All four defendants were paid by, among other means, Cash App, and their Cash App accounts revealed payments where the memo line said, for instance, “1 month telly”, “Hotel Manhattan 2 week extension for Kenny []”, “for the 2 week room”, “ayo telly”, “2 week stay in Manhattan”, “the room”, and “hotel for july 4-6”.

U.S. Attorney for the Southern District Audrey Strauss,
Photo courtesy of U.S. Justice Dept.

Lewis is also charged with a second COVID-19 scheme involving unemployment benefits fraud. She allegedly obtained more than $45,000 in unemployment benefits by claiming falsely that she had not been employed since February 2020 due to a lack of work because of the COVID-19 pandemic. In fact, she was employed for at least some of that period at the call center.

U.S. Attorney for the Southern District Audrey Strauss said, “At the height of the COVID-19 pandemic in 2020, New York City designed a program to provide hotel rooms, free of cost, for qualifying individuals who could not safely self-isolate in their own homes, such as health care workers and individuals infected with COVID-19. As alleged, the defendants abused this program by falsely claiming to be health care workers and by selling hotel rooms to non-qualifying individuals. When, as alleged here, people illicitly exploit a public health crisis for private gain, they will find themselves facing criminal charges.”
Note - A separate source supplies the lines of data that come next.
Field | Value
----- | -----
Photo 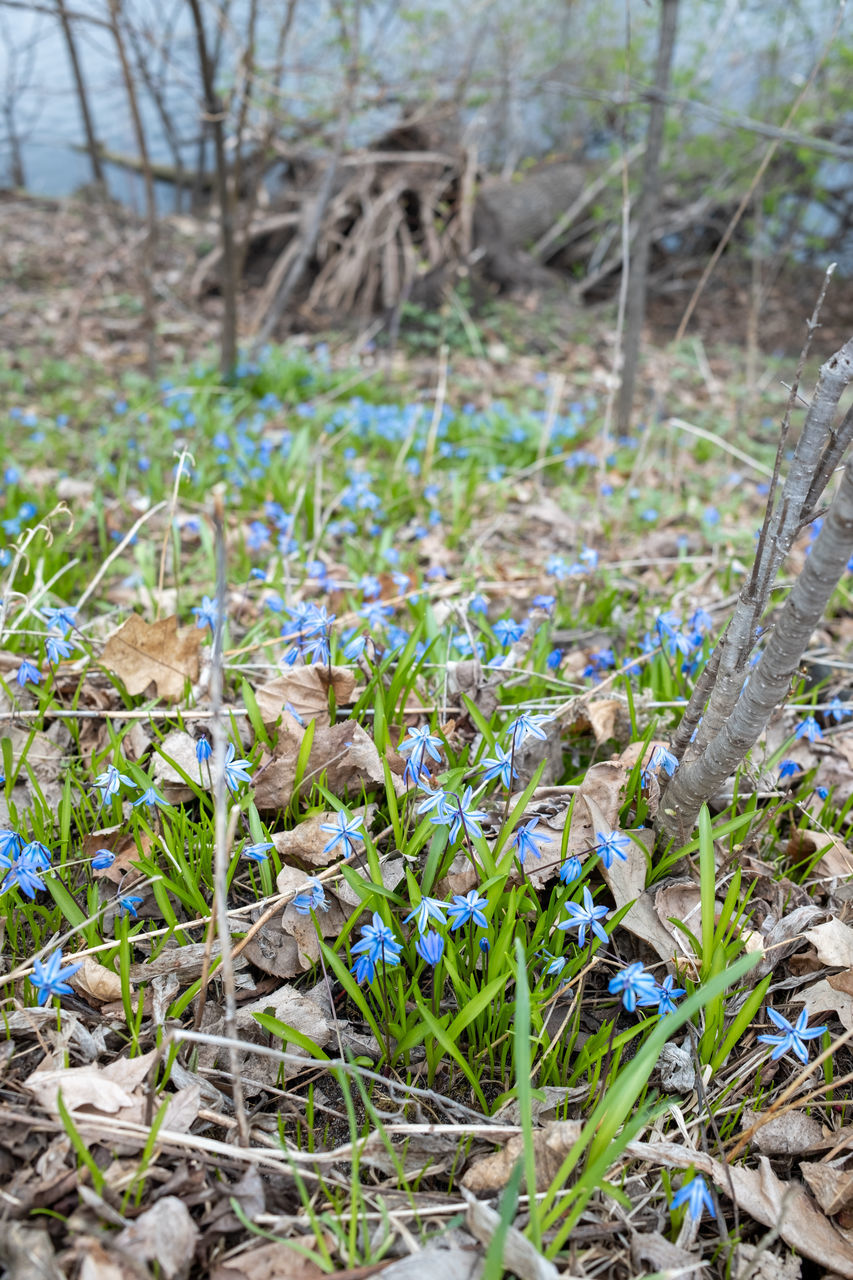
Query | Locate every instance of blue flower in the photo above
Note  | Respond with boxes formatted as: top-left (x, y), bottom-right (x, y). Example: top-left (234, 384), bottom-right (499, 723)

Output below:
top-left (0, 827), bottom-right (23, 867)
top-left (557, 884), bottom-right (607, 947)
top-left (430, 787), bottom-right (485, 844)
top-left (794, 716), bottom-right (824, 742)
top-left (29, 947), bottom-right (83, 1005)
top-left (403, 895), bottom-right (447, 933)
top-left (607, 960), bottom-right (660, 1014)
top-left (93, 764), bottom-right (136, 804)
top-left (397, 724), bottom-right (442, 782)
top-left (45, 636), bottom-right (74, 667)
top-left (646, 746), bottom-right (679, 778)
top-left (225, 742), bottom-right (254, 791)
top-left (596, 831), bottom-right (631, 870)
top-left (191, 595), bottom-right (219, 631)
top-left (670, 1175), bottom-right (717, 1222)
top-left (415, 929), bottom-right (444, 969)
top-left (447, 888), bottom-right (489, 932)
top-left (132, 787), bottom-right (169, 809)
top-left (351, 911), bottom-right (402, 982)
top-left (657, 973), bottom-right (684, 1014)
top-left (492, 618), bottom-right (524, 649)
top-left (506, 712), bottom-right (551, 746)
top-left (15, 658), bottom-right (41, 689)
top-left (415, 782), bottom-right (453, 823)
top-left (510, 818), bottom-right (553, 867)
top-left (241, 840), bottom-right (275, 863)
top-left (560, 855), bottom-right (583, 884)
top-left (320, 809), bottom-right (364, 858)
top-left (480, 744), bottom-right (519, 787)
top-left (293, 876), bottom-right (329, 915)
top-left (758, 1005), bottom-right (826, 1062)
DOI Commissioner Margaret Garnett said, “During the heart of the COVID-19 pandemic, while this city grappled with soaring transmission and death rates, these defendants exploited the very city-run program meant to provide respite and isolation to health care workers and city residents desperately trying to find space to quarantine and stem the spread of the virus, according to the charges.”

U.S. Attorney Strauss praised the outstanding efforts of agents, investigators, and analysts from DOI, DOL-OIG, and the U.S. Attorney’s Office for the Southern District of New York. She also thanked the New York/New Jersey High Intensity Drug Trafficking Area (HIDTA) Intelligence Analysts for their support and assistance in this investigation.